The baseball season is remarkably long. And yet a lot can happen in a week, which is the amount of time between the last post here and this post. I spent some time kicking around ideas about how the Giants look remarkably improved on offense, how they've won each series since they left Arizona, and maybe I even pondered how to write the saga of Brandon Belt in iambic pentameter. It could work. Just imagine Alfred Tennyson patting Belt on the shoulder and reminding him: "To strive, to seek, to find, and not to yield." We all know what he'd mean--although appropriating Tennyson's "Ulysses" to describe Belt's career in the majors isn't that comforting.
Most of this feels moot as I type after the first game against the Reds. After this 9-2 defeat it's hard not to conjure the collapse of last August, which started in Cincinnati with a sweep that ended on a dismal 9-0 loss on July 31st.
This factor was bothering me for some reason until Sam LeCure through a pitch behind Buster Posey. I understand the whole hit by pitch retaliation thing, I suppose. I get angry and yell at the screen when it happens to my team, I hem and haw about mistakes when, for example, last year Ramon Ramirez launched some fire at Shane Victorino.
But before you start hitting batters and retaliating you've got to think about your priorities. I know Joey Votto's their million dollar man, but what in the world would Danny Otero be hitting him for? Do the Giants need to punish Votto for his two strikeouts and the walk he had up to that point? So he can wake up and clobber a two run home run (like Buster Posey)? No. Are the Giants and Reds rivals? No.

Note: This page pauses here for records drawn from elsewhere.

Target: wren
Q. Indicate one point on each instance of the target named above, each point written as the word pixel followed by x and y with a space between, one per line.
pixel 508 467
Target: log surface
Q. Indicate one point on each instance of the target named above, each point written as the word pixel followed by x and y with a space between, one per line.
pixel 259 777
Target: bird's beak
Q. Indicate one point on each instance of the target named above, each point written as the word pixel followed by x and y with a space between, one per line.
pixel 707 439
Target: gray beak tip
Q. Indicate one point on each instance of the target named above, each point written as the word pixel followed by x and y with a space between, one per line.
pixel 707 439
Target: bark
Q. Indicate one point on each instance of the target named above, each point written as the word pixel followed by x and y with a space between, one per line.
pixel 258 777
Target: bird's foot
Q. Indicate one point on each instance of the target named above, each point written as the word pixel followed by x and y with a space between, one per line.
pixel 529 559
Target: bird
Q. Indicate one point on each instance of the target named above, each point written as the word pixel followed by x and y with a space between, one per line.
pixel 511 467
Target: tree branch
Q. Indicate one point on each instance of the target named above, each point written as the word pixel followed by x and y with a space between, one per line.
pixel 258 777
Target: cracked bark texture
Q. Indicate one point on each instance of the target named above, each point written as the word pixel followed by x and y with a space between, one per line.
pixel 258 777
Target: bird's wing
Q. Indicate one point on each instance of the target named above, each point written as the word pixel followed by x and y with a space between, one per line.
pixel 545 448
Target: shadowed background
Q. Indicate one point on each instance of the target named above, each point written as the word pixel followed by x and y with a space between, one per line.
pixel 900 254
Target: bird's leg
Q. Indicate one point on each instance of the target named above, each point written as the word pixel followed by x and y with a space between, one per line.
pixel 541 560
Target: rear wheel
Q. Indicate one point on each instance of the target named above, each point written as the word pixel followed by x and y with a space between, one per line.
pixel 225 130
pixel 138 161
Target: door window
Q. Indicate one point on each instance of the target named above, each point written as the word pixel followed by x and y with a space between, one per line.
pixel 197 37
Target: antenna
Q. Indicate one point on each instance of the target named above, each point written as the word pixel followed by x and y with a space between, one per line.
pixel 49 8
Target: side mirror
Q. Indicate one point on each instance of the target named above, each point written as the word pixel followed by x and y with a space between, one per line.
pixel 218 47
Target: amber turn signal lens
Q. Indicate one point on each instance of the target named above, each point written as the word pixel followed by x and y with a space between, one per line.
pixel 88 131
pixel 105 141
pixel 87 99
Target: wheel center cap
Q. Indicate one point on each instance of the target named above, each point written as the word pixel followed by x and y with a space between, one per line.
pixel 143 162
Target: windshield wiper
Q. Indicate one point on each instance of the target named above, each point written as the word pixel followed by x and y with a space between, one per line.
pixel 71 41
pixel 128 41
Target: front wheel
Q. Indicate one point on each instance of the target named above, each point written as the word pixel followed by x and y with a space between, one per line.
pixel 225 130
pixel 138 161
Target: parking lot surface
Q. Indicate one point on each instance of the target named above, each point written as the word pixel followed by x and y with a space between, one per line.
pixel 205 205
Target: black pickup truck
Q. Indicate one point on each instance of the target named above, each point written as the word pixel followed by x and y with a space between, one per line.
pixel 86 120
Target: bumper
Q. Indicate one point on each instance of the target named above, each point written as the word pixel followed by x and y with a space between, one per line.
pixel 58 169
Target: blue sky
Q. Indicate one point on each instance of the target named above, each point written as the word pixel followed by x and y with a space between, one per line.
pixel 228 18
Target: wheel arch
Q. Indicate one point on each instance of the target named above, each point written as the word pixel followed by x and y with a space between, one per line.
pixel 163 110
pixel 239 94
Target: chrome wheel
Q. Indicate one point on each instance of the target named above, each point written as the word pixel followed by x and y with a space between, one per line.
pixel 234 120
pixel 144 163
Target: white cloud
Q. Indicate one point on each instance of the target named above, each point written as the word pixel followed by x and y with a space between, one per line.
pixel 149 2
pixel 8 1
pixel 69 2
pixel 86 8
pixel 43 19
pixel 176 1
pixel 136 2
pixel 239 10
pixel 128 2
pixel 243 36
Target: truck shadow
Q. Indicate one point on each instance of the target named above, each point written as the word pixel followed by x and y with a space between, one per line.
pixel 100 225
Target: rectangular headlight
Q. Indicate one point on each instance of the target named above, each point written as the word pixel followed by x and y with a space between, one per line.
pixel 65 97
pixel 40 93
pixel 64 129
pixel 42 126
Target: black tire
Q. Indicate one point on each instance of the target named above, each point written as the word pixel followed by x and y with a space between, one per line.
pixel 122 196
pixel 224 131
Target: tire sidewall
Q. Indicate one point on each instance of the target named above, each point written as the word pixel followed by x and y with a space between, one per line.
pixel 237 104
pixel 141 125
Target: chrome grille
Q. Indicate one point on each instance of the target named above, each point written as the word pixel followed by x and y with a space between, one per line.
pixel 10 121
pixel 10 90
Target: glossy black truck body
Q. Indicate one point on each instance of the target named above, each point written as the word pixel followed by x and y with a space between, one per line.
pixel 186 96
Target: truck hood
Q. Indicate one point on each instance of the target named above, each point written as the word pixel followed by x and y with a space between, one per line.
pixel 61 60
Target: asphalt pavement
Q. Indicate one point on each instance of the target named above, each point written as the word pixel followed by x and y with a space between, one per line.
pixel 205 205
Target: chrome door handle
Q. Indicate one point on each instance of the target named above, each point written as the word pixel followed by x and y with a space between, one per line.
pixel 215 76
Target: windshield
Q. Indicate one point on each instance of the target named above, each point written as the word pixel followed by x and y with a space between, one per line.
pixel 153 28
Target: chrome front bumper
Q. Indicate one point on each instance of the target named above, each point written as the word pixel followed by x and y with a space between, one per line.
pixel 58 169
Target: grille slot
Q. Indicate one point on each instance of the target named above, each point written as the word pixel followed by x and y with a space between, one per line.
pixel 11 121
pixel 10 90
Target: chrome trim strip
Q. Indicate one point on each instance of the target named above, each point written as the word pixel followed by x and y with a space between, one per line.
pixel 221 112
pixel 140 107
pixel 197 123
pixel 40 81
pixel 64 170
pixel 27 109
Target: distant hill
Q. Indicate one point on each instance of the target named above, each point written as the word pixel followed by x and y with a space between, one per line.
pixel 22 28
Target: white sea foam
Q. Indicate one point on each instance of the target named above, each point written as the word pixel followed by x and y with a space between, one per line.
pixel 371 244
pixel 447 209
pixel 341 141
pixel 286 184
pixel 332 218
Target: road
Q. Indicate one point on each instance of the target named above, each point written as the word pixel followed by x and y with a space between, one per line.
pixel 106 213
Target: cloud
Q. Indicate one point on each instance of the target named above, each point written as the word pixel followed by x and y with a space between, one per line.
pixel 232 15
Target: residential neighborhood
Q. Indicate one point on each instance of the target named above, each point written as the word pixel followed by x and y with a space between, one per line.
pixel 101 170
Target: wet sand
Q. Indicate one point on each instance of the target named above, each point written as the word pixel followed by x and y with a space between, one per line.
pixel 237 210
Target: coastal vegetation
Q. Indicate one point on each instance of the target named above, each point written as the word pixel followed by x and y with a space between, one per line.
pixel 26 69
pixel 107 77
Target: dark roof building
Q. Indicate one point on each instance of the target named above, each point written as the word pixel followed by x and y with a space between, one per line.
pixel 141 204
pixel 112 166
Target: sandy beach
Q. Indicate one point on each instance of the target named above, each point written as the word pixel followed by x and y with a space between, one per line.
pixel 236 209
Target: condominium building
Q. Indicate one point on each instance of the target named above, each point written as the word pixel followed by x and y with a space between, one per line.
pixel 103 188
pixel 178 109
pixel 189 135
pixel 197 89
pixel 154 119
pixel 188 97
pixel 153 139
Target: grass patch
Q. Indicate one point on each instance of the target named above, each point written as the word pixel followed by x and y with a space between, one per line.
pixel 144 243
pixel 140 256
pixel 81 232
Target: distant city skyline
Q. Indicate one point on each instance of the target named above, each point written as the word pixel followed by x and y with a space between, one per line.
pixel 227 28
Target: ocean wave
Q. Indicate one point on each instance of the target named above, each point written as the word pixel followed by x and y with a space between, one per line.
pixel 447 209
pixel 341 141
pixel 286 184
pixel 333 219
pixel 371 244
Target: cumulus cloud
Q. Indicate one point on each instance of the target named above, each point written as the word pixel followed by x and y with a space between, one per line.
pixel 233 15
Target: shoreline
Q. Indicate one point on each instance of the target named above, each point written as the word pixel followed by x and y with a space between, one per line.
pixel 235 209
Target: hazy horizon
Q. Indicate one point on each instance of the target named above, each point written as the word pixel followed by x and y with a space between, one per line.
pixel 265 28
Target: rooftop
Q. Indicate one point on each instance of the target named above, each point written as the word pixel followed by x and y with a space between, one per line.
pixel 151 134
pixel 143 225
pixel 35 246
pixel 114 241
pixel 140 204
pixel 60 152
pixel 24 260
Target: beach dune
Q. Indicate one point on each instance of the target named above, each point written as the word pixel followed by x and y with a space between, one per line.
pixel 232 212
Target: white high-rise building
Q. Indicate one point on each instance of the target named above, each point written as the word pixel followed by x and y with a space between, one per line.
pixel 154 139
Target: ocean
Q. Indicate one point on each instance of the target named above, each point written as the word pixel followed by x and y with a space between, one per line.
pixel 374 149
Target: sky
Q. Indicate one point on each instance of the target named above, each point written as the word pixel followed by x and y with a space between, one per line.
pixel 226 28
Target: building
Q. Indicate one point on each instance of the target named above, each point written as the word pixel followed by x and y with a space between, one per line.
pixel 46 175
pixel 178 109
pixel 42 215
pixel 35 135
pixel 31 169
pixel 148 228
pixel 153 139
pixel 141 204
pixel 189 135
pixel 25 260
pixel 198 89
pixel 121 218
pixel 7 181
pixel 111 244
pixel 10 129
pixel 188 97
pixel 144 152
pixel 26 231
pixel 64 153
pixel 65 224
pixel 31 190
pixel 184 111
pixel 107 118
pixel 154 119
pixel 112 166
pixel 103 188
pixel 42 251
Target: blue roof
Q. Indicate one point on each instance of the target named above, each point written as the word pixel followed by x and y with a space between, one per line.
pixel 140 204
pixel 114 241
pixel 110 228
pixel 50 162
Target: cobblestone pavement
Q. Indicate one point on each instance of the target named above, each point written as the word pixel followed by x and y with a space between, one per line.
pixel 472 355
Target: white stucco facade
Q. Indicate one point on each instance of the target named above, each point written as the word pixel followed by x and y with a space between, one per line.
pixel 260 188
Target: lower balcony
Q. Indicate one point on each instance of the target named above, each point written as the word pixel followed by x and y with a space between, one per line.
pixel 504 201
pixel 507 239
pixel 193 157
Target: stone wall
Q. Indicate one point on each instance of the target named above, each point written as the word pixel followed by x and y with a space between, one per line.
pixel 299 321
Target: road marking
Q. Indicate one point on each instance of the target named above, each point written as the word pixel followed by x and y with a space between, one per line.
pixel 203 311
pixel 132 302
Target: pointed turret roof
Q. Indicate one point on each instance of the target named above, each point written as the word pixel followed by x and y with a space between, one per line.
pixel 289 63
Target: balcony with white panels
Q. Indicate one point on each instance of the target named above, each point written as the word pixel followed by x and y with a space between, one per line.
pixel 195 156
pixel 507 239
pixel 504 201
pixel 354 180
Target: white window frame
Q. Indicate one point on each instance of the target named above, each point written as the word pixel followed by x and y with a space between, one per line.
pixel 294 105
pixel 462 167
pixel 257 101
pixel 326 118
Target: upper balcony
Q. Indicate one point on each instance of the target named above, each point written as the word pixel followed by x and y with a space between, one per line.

And that's when it clicked. It's not August. It's not 2011. Leave that behind. Maybe take one or two games, but when the Giants return home to San Francisco to face the Padres, they won't be a team made up of Aaron Rowands, Miguel Tejadas, and a pair defensively skilled but offensively challenged back up catchers. The Giants are a better team this year, and they've got a season to win. A few games against the Reds won't change that. If the Reds are keeping score on hit batters in the top of the ninth of a 9-0 game that they are winning, if that's their priority, well, let them defeat themselves. Leave them in Cincinnati as the middling team that they are.